それでも、「茅野市坂室の三峯社では七月十五日に葺き替えと例祭を行っている」事例もあり、「三峯社が津島社にすり替わった」として、あくまで「三峯社のお仮屋」に固執しました。
今年になって、富士見町の方からメールがありました。
三峯社のお仮屋には幾つかのパターンがあります。メールにあるお仮屋は「一本足・杉葉」で、松本市ではよく見られます。それらにうり二つと言える形状ですから、類例を挙げて「三峯社が津島社にすり替わったのではないか」と返事をしました。
ところが、メールの添付写真〔愛知県新城市津島社のお仮屋〕を見ると、三峯社の別パターン「四本足・杉葉」に酷似しています。
津島神社の本社は愛知県津島市ですから、アウェイの三峯社が前面に出ることはまず無いでしょう。そうなると、同じ形状であっても、私が言う「三峯社が津島社に上書きされた」は通用しません。

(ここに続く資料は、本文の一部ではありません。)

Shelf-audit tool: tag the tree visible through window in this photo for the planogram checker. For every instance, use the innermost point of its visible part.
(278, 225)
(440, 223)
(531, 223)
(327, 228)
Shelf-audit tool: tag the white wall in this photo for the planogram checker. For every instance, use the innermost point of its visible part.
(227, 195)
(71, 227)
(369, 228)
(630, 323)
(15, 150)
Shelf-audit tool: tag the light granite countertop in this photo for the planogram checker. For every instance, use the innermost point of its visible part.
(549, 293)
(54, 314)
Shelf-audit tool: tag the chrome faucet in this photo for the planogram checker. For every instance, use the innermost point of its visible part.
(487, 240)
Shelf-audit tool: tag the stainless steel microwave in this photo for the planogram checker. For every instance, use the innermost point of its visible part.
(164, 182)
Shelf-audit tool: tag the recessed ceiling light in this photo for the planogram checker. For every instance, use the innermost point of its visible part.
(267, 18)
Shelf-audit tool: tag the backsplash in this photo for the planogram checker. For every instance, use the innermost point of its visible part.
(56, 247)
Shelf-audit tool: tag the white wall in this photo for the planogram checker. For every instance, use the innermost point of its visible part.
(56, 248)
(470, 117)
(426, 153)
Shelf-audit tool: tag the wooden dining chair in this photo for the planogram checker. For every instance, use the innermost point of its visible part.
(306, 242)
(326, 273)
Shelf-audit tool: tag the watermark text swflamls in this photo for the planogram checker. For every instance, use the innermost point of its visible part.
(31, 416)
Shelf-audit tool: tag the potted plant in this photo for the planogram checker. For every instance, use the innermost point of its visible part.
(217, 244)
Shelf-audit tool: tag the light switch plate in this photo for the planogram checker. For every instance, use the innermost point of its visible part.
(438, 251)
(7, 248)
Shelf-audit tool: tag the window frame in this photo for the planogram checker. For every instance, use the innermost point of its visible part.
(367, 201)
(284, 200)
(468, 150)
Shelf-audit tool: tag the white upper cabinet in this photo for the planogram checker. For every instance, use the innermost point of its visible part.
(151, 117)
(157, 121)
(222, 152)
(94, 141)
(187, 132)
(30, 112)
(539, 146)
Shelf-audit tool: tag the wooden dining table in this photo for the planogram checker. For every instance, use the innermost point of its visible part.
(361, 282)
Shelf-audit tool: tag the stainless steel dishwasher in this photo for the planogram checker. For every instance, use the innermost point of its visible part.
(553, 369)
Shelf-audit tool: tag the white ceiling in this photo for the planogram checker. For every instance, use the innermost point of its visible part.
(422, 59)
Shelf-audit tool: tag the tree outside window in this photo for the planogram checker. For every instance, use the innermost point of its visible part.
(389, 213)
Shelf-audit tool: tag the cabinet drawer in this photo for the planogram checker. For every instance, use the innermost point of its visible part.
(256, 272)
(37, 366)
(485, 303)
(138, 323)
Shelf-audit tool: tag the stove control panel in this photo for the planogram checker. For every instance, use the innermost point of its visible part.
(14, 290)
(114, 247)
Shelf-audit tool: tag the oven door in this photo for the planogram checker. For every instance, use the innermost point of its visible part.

そこで「外観は同じでも、三峯社とは限らない」ことを受け入れ、『諏訪 四賀村誌』と寄せられた「聞き込み」情報から、前出二社を「津島社」と認知することにしました。正に「井の中の蛙」という結果になりました。その流れで『神明宮の三峯社』は削除しましたが、中村のお仮屋には心残りがあるので“そのまま”としました。
以前ネットからダウンロードしたままのpdf文書
『祭祀にともなう施設の研究』(科学研究費補助金研究成果報告書)
『津島信仰のお仮屋』(関西大学博物館紀要)
『奈良盆地と周辺部の御祭りのお仮屋』(関西大学博物館紀要)
を開いてみました。何れも研究書なので、写真は豊富ですが、長文とあって完読するには覚悟が必要です。
『津島信仰のお仮屋』では各地のお仮屋を挙げています。静岡県袋井市の寄木神社境内にある津島社は杉葉で覆っていますが、全体としてカヤを使う鹿教湯(かけゆ)温泉の三峯社に似ています。
また、各地にあるお仮屋の多くは支柱に竹が使われていますが、覆材は檜・杉を始め楢や椚の落葉樹もあります。お仮屋も例祭日当日に撤去されるものから、次回まで常設というところもありますから、正に百花繚乱(乱立)状態です。分類などは、とてもできないでしょう。
唯一、三峯社固有のものと考えた「前面のスダレ(御簾)」ですが、黒田一充著『奈良盆地と周辺部の御祭りのお仮屋』に載る天理市長岳寺境内に作られた「元々は八坂神社のお仮屋」というものにはスダレがあり、益々その形状では神社(祭神)の区別はできないという結果になりました。
「それぞれが影響し合って」と言うより、それぞれが創意工夫する中で(考えることは皆同じですから)このようなバラエティに富んだお仮屋が作られたと考えるしかありません。
天満宮のお仮屋 横河川沿いの神社を調べる中で表示した「秋葉神社」をクリックすると、この投稿写真がありました。
「これはお仮屋だ」と拡大すれば、天満宮です。実は、これを見て「天満宮にお仮屋があるのなら、津島社にあってもおかしくない」という認識を持ちました。
令和になった年にその秋葉神社の境内に立ちましたが、お仮屋どころか、写真の景観はどこにもありません。結局は県道沿いの一画にあるのを見つけましたが、お仮屋は撤去されたのか神号碑は裸のままでした。
道祖神のお仮屋 ストリートビューで見かけた、古部澤社境内にあるお仮屋です。
現地で確認すると、お仮屋は無く、その基壇上には双体道祖神が二基ありました。
道祖神のお祭りは小正月なので、「撮影5月」に合いません。小宮(御柱祭)の年とも違うので、例祭日を銘「安永甲午年五月吉日」に結びつけ、その時にお仮屋を設置して撤去したと考えました。
私が知る「お仮屋がある道祖神」の初例となりました。例祭日以外は目に触れないので、諏訪にはまだあるのかもしれません。